Ajakan Moeldoko tersebut mendapat dukungan dari Presiden Joko Widodo (Jokowi). Sebab, sorgum tidak hanya mudah dibudidayakan, tetapi juga mengandung nutrisi dan zat gizi yang cukup tinggi. Sehingga cocok untuk dijadikan makanan pengganti beras, jagung, dan gandum.
"Diversifikasi pangan, tidak hanya bergantung pada beras, karena kita juga memiliki jagung, kita memiliki sagu, dan tanaman lama kita, sorgum," kata Jokowi.

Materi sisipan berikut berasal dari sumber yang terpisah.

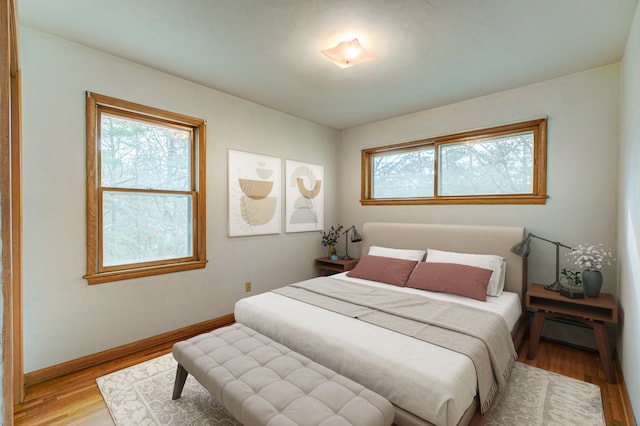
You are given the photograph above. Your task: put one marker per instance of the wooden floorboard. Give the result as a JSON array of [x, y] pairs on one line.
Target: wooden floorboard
[[75, 399]]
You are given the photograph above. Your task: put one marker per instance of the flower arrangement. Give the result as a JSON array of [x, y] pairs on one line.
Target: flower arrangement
[[591, 257], [330, 238]]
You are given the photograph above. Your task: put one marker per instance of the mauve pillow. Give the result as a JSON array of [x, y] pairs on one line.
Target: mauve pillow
[[383, 269], [454, 278]]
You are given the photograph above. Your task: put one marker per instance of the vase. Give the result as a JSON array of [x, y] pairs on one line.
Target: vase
[[592, 283], [331, 251]]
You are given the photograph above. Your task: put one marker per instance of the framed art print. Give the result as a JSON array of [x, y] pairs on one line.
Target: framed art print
[[254, 183], [304, 193]]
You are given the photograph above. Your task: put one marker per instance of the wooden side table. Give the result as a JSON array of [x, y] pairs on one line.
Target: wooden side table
[[326, 266], [591, 311]]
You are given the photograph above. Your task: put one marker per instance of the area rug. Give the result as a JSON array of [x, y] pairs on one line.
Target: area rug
[[141, 395]]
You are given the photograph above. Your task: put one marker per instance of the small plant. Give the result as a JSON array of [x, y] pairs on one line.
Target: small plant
[[330, 238], [591, 257], [572, 278]]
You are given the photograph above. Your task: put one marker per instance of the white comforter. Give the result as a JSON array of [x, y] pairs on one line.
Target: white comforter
[[429, 381]]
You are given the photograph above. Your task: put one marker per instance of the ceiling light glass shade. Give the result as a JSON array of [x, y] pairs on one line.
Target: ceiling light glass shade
[[347, 53]]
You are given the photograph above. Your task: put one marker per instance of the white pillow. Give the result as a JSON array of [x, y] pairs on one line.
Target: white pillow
[[496, 263], [405, 254]]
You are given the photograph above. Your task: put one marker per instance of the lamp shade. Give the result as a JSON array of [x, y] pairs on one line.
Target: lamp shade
[[355, 236], [347, 53]]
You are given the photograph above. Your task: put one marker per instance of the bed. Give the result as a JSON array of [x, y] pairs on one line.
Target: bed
[[426, 383]]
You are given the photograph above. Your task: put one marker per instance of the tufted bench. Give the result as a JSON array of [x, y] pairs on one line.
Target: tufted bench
[[262, 382]]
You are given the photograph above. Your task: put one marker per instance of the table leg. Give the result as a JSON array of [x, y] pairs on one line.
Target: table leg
[[536, 331], [602, 340]]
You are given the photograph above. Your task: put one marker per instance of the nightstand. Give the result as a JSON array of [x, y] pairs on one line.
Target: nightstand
[[594, 312], [326, 266]]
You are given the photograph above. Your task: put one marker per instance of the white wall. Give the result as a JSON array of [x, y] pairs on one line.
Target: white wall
[[582, 164], [64, 318], [629, 214]]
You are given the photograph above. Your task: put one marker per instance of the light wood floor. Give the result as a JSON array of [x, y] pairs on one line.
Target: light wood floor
[[76, 400]]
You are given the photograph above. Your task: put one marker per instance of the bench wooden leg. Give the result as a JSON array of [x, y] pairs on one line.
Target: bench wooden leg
[[178, 385]]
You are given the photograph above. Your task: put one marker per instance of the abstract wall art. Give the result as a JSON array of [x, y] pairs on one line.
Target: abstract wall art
[[304, 190], [254, 194]]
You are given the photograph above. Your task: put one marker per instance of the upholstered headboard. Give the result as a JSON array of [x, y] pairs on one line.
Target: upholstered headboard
[[460, 238]]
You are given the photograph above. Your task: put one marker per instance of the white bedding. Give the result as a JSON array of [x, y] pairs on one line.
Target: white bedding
[[429, 381]]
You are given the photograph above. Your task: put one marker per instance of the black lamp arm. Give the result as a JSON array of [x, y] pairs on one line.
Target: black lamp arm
[[557, 243]]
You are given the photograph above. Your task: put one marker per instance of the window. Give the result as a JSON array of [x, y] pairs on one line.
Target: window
[[145, 191], [500, 165]]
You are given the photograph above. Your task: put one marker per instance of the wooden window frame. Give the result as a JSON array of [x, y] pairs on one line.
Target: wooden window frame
[[539, 190], [98, 274]]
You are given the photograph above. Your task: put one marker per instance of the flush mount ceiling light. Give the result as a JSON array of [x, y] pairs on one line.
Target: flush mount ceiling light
[[347, 54]]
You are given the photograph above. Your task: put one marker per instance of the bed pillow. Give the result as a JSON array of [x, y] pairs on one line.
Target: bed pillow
[[406, 254], [453, 278], [383, 269], [496, 263]]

Salah satu daerah yang berhasil membudidayakan sorgum, yaitu Kabupaten Sumba Timur, Nusa Tenggara Timur (NTT). Di sana, terdapat dua desa yang melakukan budidaya sorgum, yakni Desa Laipori seluas 3.200 hektar dan Desa Ngohung seluas 800 hektar.
Sorgum terbukti mampu dibudidayakan di lahan yang marginal dan kritis. Sehingga saat ini, lahan tersebut mampu disulap menjadi lahan produktif yang diproyeksi menghasilkan Rp50 juta per tahun dari hasil panen 15 ton sogum.